The fourth contribution addresses the fragmented treatment of nonverbal communication in computer vision. Facial expression recognition, gesture recognition, and gaze estimation are studied in isolation despite the fact that nonverbal signals account for the majority of information exchanged in face-to-face interaction. We introduce NVI-47, a benchmark for fine-grained nonverbal interaction detection that expands the existing taxonomy from 22 to 47 categories with near-exhaustive annotation coverage, addressing training pathologies in the baseline dataset caused by sparse supervision. We introduce language-grounded detection through cross-attention between visual features and text embeddings of category names, combined with a Graph Attention Network for explicit spatial reasoning between individuals. This enables applications in social robotics, human-computer interaction, and assistive technology where understanding the full nonverbal narrative of a social scene is essential.

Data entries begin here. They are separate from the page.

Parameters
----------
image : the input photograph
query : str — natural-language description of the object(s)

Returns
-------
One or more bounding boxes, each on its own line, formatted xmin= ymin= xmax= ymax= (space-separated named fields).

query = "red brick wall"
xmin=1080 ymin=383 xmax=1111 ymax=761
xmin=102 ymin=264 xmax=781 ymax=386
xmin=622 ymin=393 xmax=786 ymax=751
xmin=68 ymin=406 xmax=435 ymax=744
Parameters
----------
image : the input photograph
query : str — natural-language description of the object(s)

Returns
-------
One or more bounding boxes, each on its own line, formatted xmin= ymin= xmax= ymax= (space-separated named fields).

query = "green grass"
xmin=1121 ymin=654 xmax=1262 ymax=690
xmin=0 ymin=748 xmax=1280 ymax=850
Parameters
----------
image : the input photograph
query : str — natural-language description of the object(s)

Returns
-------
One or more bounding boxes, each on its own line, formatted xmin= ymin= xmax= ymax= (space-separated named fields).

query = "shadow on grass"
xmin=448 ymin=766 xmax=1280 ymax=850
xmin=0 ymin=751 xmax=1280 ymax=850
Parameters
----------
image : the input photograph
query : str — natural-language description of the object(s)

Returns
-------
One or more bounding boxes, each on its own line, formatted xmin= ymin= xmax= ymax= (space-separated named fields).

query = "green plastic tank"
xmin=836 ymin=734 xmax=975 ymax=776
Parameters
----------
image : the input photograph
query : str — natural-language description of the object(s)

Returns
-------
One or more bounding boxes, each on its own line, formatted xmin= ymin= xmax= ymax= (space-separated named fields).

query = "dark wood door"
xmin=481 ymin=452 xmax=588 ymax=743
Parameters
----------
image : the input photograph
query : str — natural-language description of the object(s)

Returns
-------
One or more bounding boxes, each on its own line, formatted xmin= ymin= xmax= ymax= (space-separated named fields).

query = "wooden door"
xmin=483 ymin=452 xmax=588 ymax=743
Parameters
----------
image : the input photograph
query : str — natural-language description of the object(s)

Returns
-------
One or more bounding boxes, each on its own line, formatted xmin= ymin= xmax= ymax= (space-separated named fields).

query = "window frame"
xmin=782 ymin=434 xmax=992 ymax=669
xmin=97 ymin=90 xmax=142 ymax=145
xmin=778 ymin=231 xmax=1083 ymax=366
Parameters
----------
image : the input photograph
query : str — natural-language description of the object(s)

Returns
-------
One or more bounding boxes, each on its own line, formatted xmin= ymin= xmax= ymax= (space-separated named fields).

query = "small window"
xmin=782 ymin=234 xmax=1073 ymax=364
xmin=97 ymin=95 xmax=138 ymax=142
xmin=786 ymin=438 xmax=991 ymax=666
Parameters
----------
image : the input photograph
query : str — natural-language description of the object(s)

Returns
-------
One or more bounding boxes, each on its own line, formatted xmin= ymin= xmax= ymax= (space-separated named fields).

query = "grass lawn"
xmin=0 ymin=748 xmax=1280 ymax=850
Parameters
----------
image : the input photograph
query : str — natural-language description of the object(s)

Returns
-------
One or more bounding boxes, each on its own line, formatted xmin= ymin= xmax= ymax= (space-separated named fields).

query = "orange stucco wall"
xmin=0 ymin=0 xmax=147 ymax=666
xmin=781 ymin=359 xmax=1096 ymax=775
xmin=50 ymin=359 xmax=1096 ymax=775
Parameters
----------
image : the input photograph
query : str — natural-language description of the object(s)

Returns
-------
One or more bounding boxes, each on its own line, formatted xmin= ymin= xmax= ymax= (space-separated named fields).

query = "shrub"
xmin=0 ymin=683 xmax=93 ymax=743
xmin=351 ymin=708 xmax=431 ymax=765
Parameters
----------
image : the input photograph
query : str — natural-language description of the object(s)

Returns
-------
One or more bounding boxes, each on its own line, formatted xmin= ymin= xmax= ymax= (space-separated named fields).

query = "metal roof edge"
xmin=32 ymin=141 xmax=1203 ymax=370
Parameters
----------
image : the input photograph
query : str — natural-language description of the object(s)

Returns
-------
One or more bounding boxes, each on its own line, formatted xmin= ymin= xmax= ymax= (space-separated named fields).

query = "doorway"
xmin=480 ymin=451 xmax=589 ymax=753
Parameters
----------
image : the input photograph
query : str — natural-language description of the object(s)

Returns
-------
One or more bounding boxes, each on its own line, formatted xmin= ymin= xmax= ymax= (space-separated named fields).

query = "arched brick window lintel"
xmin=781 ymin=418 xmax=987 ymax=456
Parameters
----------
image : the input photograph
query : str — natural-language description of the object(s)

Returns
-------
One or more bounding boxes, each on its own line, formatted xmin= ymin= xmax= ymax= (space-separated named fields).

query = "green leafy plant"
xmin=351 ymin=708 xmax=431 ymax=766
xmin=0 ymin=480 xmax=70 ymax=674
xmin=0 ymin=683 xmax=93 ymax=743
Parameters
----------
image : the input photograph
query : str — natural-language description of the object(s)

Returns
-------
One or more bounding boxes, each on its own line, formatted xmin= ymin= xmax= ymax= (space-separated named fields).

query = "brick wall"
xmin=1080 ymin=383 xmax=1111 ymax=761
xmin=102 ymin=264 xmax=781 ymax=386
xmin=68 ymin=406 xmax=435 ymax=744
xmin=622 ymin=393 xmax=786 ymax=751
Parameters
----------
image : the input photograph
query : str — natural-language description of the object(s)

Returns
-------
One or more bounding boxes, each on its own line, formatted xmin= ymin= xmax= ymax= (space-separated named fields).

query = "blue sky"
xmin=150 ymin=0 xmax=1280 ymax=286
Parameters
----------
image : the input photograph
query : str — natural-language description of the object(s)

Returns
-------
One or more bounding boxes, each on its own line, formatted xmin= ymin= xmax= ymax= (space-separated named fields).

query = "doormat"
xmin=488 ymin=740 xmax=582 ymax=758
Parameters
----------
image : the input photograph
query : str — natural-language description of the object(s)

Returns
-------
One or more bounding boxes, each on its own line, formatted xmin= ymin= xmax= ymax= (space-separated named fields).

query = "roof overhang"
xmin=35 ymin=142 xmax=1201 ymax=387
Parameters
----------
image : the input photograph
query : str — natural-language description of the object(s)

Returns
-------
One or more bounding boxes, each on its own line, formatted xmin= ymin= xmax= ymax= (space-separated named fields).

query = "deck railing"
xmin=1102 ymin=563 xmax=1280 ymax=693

Finally, the fifth contribution extends causal understanding from short clips with single cause-effect pairs to long-form videos with complex causal structures, including parallel chains and convergent causality. We find that existing vision-language models (VLMs) hallucinate causal relationships in the majority of failure cases, even after fine-tuning, predicting causality from temporal proximity rather than causal necessity. We address this through two contributions. The Dense Causal Captions (DCC) benchmark dataset provides the first large-scale resource for dense causal captioning. Causal-VLM is a two-stage architecture that fuses visual and semantic features through curriculum learning and a multimodal causal head, demonstrating that combining these modalities allows models to distinguish causality from temporal correlation. An important secondary finding is that causal supervision also improves caption quality and temporal localisation, as reasoning about causal structure forces the model to localise event boundaries precisely. The model transfers to the causal-temporal narrative benchmarks, outperforming NarrativeBridge and demonstrating that training on complex long-form causal structures generalises to simpler scenarios."